The bill by four Democratic members of the House and Senate lays down a critical marker as a debate intensifies in Washington over creating a single, national standard to regulate facial recognition. It is the first bicameral piece of legislation to be introduced that zeros in on face recognition since the death of George Floyd and the outbreak of protests around the country against unjust policing.
The bill doesn’t merely target facial recognition, however. Under the broad proposal by Sens. Ed Markey and Jeff Merkley, and Reps. Pramila Jayapal and Ayanna Pressley, federal agencies would be prohibited from using or spending money on face recognition, voice recognition, or gait recognition, unless Congress passes a bill explicitly authorizing it in specific contexts.
It also seeks to restrict state and local governments from using those technologies by withholding federal grant money for criminal justice programs until those governments pass their own bans. States that want even tougher rules than the federal standard would still be permitted to pass them, and wouldn’t be overruled by Congress under the bill. And private citizens would be able to sue governments that violate the proposed law, according to bill text reviewed by CNN Business.
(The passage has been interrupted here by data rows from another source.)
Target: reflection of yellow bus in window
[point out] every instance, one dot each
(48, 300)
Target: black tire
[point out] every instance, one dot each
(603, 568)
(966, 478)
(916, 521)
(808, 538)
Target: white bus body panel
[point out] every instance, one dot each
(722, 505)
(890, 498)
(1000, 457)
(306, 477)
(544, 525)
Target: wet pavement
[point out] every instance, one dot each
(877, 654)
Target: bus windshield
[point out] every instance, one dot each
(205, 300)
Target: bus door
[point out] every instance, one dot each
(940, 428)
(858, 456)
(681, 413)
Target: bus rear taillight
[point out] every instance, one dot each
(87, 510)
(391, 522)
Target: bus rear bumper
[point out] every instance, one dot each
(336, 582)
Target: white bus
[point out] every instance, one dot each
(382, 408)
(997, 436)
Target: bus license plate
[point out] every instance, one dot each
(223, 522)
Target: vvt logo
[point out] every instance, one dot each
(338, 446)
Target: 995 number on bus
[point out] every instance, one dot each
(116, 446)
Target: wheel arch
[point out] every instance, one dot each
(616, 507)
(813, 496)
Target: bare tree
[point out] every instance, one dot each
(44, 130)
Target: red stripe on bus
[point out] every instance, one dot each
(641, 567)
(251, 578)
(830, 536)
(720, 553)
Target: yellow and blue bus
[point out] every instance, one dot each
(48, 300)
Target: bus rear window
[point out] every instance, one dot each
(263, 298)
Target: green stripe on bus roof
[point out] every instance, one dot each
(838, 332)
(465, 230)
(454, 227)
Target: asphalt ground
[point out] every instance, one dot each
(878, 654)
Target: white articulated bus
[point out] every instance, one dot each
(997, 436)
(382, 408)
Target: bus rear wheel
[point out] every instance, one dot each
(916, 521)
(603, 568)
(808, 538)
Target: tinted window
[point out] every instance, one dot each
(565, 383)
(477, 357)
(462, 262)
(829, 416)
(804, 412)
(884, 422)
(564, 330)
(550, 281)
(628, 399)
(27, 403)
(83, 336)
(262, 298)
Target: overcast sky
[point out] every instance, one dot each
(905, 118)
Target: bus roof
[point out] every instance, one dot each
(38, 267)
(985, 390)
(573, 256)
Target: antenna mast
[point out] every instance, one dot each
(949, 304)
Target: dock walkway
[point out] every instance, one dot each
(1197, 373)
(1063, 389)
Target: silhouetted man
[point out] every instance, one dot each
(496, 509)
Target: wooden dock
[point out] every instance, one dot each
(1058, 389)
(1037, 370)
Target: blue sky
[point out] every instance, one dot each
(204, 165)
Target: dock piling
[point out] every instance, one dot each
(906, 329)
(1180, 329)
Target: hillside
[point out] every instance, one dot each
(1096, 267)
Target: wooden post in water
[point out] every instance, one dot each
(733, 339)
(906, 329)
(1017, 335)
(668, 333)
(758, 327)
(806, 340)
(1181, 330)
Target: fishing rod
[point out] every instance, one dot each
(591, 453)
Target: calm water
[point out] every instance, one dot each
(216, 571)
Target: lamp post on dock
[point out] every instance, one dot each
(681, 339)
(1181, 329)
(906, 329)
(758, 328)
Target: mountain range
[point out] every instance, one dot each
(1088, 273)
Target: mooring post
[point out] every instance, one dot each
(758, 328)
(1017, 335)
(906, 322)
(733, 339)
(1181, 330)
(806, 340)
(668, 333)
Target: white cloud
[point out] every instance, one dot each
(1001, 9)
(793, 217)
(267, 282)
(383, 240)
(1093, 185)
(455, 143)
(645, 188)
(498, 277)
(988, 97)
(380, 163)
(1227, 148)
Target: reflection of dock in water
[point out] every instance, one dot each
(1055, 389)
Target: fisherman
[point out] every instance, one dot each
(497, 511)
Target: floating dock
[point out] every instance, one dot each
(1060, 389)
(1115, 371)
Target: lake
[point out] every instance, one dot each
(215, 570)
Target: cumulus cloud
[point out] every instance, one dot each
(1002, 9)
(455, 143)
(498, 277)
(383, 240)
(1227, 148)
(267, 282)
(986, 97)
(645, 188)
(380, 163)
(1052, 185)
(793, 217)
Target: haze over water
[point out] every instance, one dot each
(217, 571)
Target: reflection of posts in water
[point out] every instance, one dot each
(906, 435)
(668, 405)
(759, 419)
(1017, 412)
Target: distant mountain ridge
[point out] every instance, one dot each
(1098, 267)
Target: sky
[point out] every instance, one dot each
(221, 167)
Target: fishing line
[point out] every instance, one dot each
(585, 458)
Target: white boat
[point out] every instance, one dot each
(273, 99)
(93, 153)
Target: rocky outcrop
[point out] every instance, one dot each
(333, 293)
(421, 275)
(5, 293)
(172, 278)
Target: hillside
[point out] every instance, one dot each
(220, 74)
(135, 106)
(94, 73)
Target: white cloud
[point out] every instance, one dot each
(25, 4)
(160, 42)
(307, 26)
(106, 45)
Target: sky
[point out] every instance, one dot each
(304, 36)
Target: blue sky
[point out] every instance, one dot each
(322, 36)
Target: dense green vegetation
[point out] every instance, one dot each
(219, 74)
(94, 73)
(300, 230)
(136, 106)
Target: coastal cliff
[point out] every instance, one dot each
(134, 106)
“For years, I have called on companies like Amazon to stop selling facial recognition technology that has not only been invasive, inaccurate and unregulated, but has also been unapologetically weaponized by law enforcement against Black people across this country for far too long,” said Jayapal in a statement.
“Facial recognition is a uniquely dangerous form of surveillance,” said Evan Greer, deputy director of the advocacy group Fight for the Future. “This is not just some Orwellian technology of the future — it’s being used by law enforcement agencies across the country right now, and doing harm to communities right now.”
Advocacy groups backing the bill include the civil rights group Color of Change; Electronic Frontier Foundation, a digital rights organization; Georgetown University Law Center’s Center on Privacy & Technology; and the watchdog group Project on Government Oversight, among others.